3

Eli Nash was supposed to be in class. Practice had ended a long time ago, but he was still circling the rink behind the school. No sound except the faint hum of its refrigeration coils.

Looking up, he could see Gabby Bishop in the library. Back facing him, she was pressed against the windowpane like one of those butterflies under glass.

Deenie and Gabby and Lise. The Trio Grande. Always huddled together, whispering, a kind of closeness that interested him. He wondered what it might be like. He never wanted to huddle with his friends, though he guessed in a way he did it all the time, playing hockey.

Sometimes it was annoying.

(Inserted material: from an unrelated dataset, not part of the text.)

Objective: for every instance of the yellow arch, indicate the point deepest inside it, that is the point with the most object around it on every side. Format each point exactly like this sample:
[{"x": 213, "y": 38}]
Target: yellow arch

The way the three of them would be like this little knot in the house. He could hear them through the wall at night, laughing.

Lately, Lise and Gabby didn’t seem to come over as much, or maybe he’d just stopped noticing. But it always felt weird when girls were laughing together and you didn’t know why. Sometimes it was like they knew all these things he didn’t.

Other times he wondered if they knew anything at all.

They didn’t know about guys, as far as he could tell. At least not the things he wished his sister knew. He would catch her looking at Ryan Denning or that guy who won Battle of the Bands. That dreamy expression she wore, her face showing everything she was feeling. Imagining big love and romance, he guessed. But she didn’t realize what they saw, looking back at her: a girl, lips slightly parted, her head tilted hungrily. What they saw was I’m ready. Let’s go.

“Nash,” a voice rang out.

Eli looked up and saw A.J., the team captain, baseball cap low to cover his cigarette.

“Bro,” he said, “you missed it. I got an eyeful of Lise Daniels’s pretty white ass this morning.” He tilted his head toward the school. “Come on. Who knows what’s next?”

Eli felt the cold in his lungs, the ache of it. It felt good out here, and just looking at A.J. made him tired. All the effort, hat brim angled, jacket open. Smirk.

“Nah,” he said. “Not yet.”

A.J. grinned. “I feel you,” he said.

Eli nodded, pushing off on his skates, gliding backward.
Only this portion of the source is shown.